Halloween: Resurrection

Halloween: Resurrection

A friend of mine, who gets scared so often and so badly that he carries around several changes of underwear in his car at all times, commented recently that Michael Myers is the scariest of all the horror super-killers – and apparently he has the skid-marks to prove it. I would have to agree. He does have the skid marks to prove it.

Freddy was kickass until he started churning out the one-liners and until his scares got less scary and more and more goofy (like the time his face appeared on the meatballs on a pizza – oh boy I didn't sleep that night). Jason is a supernatural mummy's boy who died as a little kid and yet is somehow a 7ft tank, and let's face it, it's hard to take him serious when he not only dies every instalment (only to be resurrected the next) but after running out of virgins on Earth to slaughter he actually went up to space to continue his rampage. Dedicated stuff.

By comparison the most recent adventures of the ever silent, ever stalking Michael Myers seems slightly less crap. Busta Rhymes and Tyra Banks have taken over the Myers estate, where young Michael started his reign of terror, and turned it into a haunted-house for an Internet reality TV show. That's, like, so post-modern that it Blew. My. Mind.

Anyways, Michael Myers happens to be in the neighbourhood and decides to check out what the fuss is all about. Once he discovers these fools are making a mockery of him and the legacy he has worked so hard to build, he goes understandably bezerk and stabs a whole bunch of people.

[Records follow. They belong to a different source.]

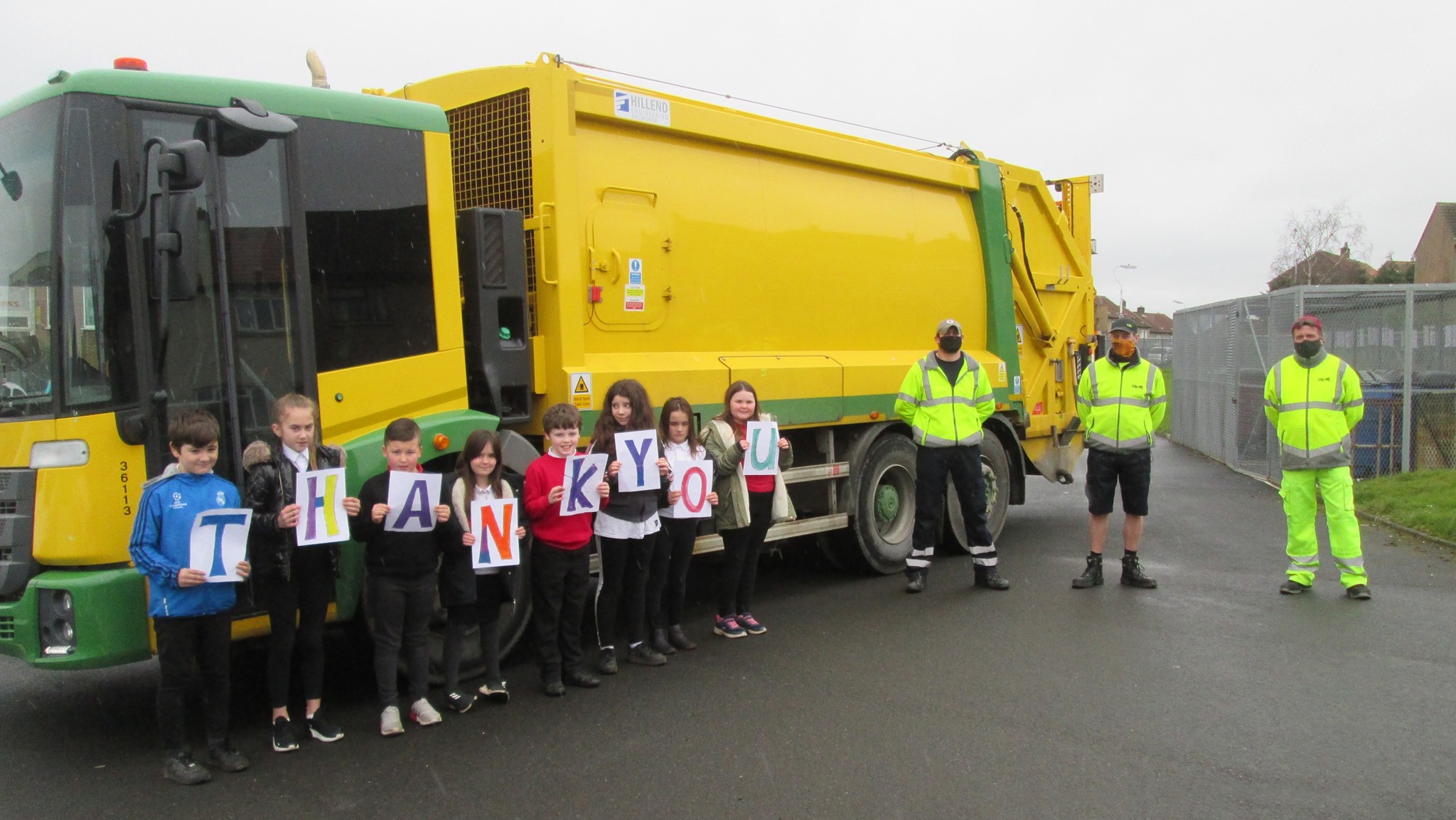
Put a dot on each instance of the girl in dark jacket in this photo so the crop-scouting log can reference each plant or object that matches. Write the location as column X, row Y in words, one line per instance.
column 471, row 596
column 625, row 528
column 297, row 585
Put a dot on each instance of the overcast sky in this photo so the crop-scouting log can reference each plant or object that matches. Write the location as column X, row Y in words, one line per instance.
column 1211, row 122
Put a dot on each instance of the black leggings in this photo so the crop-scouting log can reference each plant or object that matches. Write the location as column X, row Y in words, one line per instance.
column 623, row 570
column 486, row 614
column 668, row 573
column 304, row 599
column 742, row 557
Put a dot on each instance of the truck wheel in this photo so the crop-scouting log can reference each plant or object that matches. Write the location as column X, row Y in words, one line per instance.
column 996, row 474
column 884, row 507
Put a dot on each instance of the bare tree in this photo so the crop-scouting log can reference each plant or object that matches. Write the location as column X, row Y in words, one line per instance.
column 1317, row 229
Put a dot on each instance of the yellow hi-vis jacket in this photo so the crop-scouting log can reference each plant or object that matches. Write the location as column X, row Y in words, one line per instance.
column 943, row 414
column 1314, row 410
column 1121, row 404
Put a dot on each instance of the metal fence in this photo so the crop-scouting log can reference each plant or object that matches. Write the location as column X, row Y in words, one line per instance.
column 1401, row 340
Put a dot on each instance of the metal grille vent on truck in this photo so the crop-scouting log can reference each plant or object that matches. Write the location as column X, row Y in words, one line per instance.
column 491, row 158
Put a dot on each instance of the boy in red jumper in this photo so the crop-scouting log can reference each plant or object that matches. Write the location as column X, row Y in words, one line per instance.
column 561, row 560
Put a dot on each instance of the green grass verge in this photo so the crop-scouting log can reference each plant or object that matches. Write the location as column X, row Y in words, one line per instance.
column 1421, row 500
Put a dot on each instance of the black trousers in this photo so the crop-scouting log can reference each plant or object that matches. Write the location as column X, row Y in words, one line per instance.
column 402, row 609
column 668, row 571
column 742, row 557
column 560, row 580
column 187, row 647
column 486, row 614
column 963, row 467
column 622, row 585
column 297, row 609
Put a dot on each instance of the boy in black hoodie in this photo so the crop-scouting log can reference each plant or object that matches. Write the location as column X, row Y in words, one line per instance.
column 401, row 583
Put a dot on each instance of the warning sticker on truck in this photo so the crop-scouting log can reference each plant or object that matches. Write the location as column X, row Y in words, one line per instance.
column 580, row 389
column 643, row 108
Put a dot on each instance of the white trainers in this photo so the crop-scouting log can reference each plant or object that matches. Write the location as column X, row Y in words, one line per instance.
column 424, row 714
column 389, row 721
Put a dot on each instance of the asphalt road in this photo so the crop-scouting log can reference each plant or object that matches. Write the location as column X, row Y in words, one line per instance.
column 1210, row 696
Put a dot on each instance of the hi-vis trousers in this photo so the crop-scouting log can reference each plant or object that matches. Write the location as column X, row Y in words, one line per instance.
column 1337, row 489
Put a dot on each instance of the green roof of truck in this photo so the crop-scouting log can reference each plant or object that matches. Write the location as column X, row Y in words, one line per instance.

There's a whole sub-plot about some geek that's “streamlining” the show-gone-wrong over “the Net” at a party, and soon the whole party is watching and yelling “Look behind you!” at the people in the house even though they can't hear them and then my mind just blew once more as I realised that these people at the party represented me and you: the audience, who were also meant to be screaming out “Look behind you”…except that I was talking about footy or something whilst having a beer with a bunch of friends and this just happened to be on the TV and no one could be fucked getting up off the couch to turn it off.

It would be a big call to say this is the worst Halloween film. After all, the third instalment actually deviated from the Myers story and was about a witch making evil Halloween toys. It's a bit of a shame that after the quite-good-from-memory Halloween: H20 they didn't get any momentum going and instead settled for this piece of crap. This film also kills off Jamie Lee Curtis' character Laurie Strode (Michael Myer's sister) once and for all. A relief to her, no doubt, but it does leave an uncertain future for the skidmark-inducing killer who, unlike Freddy and Jason, has managed to keep it somewhat personal all along (even if, technically, he was down to killing second cousins or something in a few of the dodgier sequels).